Street Legal

It’s only fitting that 16 years after we experienced the freedom of passing our Iowa drivers license exam, we found ourselves being retested. Except this time around, we were armed with the confidence that 16 years of driving brings. So, what’s to study?

General observation is that traffic is hurry up and go, then stop and repeat.  I sat down with the California Driver’s License exam in my hand, and there is was. The first question to stump an out of state driver. While I probably can’t repeat the questions online, topics ranged from what makes other California drivers angry (my favorite!), child restraint requirements, and bike lanes, to smoking in your vehicle with underage passengers.

Our first attempt at passing resulted in a fail. Our second attempt, success! A quick snap of our smiling faces, and soon we were in another line to switch out our license plates. The whole experience required two separate visits, two separate days, one appointment, and waiting in five different lines.

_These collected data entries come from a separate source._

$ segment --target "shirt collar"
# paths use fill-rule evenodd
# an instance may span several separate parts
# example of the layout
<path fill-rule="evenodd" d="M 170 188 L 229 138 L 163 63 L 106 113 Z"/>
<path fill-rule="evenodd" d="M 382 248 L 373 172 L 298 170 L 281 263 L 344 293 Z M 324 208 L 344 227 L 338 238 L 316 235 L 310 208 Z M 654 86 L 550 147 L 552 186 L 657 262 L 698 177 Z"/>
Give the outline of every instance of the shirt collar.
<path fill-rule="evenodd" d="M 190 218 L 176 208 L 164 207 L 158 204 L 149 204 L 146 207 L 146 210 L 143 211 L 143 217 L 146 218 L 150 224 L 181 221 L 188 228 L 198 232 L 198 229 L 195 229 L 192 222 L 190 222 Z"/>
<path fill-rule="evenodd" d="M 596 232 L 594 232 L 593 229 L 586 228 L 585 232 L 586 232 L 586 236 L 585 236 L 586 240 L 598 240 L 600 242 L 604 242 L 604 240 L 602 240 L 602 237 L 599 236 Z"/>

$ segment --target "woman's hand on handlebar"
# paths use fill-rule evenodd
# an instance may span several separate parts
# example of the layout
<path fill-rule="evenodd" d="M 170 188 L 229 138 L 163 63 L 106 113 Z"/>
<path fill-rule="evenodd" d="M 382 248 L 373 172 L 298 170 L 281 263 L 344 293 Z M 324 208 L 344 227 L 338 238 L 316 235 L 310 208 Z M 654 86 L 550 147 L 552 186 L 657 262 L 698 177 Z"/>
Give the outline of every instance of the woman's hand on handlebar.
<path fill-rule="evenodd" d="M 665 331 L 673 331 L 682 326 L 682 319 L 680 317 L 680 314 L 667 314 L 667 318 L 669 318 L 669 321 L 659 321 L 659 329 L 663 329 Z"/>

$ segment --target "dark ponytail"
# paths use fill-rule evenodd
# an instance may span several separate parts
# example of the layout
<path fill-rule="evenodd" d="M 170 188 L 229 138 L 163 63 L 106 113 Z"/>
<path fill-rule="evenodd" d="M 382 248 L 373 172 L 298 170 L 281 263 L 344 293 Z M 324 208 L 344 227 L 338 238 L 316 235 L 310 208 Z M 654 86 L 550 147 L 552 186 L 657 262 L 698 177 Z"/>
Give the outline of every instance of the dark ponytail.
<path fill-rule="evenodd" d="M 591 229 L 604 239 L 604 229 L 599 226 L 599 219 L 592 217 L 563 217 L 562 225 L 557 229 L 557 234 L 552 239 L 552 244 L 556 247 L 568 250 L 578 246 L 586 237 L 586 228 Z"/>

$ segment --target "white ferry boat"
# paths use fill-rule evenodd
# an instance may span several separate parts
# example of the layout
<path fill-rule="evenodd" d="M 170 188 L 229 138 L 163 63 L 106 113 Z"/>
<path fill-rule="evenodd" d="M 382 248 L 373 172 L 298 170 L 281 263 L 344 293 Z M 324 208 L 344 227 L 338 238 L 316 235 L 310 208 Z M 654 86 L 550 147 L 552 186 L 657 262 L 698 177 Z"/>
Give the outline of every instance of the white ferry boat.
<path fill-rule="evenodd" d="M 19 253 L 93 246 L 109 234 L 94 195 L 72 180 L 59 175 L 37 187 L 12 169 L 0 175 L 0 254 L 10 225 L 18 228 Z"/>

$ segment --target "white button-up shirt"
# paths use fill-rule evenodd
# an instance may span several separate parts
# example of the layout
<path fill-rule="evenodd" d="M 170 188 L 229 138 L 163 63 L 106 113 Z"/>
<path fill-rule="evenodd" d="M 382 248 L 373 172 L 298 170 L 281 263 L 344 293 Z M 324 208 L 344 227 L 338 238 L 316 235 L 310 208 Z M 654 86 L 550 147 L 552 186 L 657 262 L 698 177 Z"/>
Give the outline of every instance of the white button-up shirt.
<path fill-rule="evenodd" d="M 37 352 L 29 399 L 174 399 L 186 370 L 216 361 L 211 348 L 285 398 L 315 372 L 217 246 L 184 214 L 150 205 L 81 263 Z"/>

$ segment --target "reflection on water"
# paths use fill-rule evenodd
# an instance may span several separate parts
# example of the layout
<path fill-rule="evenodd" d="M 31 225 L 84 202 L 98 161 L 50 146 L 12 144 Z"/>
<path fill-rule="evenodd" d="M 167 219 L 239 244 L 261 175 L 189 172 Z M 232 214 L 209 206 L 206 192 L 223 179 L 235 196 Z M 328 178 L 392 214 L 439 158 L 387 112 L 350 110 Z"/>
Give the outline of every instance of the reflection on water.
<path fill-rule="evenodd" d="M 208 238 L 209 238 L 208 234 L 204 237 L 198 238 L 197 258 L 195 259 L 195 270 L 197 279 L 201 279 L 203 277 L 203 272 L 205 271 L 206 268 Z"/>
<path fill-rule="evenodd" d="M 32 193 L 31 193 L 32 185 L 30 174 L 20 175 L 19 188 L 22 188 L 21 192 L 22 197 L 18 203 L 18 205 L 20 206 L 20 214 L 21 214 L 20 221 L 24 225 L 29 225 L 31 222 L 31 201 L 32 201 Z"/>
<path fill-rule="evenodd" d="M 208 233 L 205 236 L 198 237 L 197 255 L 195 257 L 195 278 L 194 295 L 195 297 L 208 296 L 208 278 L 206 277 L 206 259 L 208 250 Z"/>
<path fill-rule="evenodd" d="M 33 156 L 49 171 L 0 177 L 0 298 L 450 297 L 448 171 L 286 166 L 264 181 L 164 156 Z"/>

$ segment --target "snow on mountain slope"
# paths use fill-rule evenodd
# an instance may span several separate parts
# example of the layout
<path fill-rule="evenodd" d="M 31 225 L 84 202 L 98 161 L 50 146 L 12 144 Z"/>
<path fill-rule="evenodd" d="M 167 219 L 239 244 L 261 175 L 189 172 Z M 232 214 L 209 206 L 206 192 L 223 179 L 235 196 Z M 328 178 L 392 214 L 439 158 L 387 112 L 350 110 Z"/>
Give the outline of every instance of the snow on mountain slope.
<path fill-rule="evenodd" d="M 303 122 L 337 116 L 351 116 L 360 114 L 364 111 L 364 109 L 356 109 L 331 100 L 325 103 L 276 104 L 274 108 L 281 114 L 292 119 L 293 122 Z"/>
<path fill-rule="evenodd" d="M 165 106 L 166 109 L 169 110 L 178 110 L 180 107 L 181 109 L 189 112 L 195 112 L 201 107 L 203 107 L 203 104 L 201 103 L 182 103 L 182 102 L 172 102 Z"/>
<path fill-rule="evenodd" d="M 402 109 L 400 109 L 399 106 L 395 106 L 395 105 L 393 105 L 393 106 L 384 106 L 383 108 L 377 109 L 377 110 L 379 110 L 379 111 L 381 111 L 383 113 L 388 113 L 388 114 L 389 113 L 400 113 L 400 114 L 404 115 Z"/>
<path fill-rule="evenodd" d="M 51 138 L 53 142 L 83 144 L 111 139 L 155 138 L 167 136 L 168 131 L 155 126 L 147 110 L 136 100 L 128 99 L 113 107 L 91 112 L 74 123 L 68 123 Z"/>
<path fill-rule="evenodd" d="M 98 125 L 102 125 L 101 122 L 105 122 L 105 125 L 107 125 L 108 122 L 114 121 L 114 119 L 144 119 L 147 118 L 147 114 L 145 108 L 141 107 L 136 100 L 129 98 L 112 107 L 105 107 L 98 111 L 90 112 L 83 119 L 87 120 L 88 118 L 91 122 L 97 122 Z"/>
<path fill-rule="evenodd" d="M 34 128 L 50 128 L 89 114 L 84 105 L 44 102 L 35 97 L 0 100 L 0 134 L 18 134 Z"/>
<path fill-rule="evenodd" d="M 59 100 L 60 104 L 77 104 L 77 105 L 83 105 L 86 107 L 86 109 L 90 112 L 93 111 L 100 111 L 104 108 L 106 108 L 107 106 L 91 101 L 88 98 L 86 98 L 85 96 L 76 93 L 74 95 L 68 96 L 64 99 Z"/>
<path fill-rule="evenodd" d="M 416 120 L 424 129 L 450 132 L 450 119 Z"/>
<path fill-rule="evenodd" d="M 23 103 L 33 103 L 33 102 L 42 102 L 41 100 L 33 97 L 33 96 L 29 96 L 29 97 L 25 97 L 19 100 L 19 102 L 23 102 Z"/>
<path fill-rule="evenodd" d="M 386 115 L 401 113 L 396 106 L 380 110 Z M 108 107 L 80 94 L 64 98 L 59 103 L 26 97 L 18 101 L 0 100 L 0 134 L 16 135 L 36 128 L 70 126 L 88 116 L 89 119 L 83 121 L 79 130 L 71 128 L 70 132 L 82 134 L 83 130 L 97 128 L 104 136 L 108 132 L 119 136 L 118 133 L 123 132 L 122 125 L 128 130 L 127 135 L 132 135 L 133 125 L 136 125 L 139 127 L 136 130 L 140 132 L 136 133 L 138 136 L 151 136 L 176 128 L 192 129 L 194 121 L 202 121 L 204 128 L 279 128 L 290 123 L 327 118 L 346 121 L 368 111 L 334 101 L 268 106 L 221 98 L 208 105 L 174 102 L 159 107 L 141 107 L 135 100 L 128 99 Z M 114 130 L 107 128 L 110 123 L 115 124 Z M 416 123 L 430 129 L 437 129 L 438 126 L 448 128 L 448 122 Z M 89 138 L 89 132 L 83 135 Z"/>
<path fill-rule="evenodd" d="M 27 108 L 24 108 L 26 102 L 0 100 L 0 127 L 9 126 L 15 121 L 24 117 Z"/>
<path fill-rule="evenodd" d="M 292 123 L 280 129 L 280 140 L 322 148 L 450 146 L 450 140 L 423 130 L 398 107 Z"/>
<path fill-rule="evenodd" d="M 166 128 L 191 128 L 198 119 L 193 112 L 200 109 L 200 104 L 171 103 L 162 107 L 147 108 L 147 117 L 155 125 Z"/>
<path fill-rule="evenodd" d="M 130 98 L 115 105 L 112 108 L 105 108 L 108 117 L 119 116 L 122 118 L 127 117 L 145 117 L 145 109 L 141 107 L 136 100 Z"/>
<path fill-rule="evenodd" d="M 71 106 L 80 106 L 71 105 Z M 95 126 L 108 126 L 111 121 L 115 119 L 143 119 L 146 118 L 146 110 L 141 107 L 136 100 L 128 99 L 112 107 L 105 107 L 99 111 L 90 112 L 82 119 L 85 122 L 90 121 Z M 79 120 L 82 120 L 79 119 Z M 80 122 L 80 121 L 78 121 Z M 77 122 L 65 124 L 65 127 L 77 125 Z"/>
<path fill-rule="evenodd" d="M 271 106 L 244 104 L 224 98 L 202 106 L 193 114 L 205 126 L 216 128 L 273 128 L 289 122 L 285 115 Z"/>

We left with California plates and temporary drivers licenses. We were now considered California drivers, deemed ready to share the narrow freeway lanes in the 805, on the 101 and the 405.  One of  America’s top 5 busiest interchanges, is where the 101 meets the 405, seeing nearly 318,000 cars pass by in one day. That’s definitely way more traffic than you would ever see traveling by boat on the Pacific!

It's official!
In contrast to getting your drivers license there is no mandatory “boaters license.” Boaters build their skills by taking boating courses and logging miles spent on the water. In addition, all boaters must adhere to the US Department of Homeland Security, Coast Guard Navigational Rules.

It is required by the Coast Guard to have a copy of the Navigational Rules book on board. The “rules of the road” state that every vessel is required at all times to maintain a proper look-out by sight and hearing. In an effort to avoid and reduce the risk of collision when either of us is driving the boat, we point out any potential hazards to each other.

Verbal confirmation from the helmsman indicates they see the hazard and are taking action to avoid if necessary. So, tell me, when is the last time you actually listened to your back seat driver?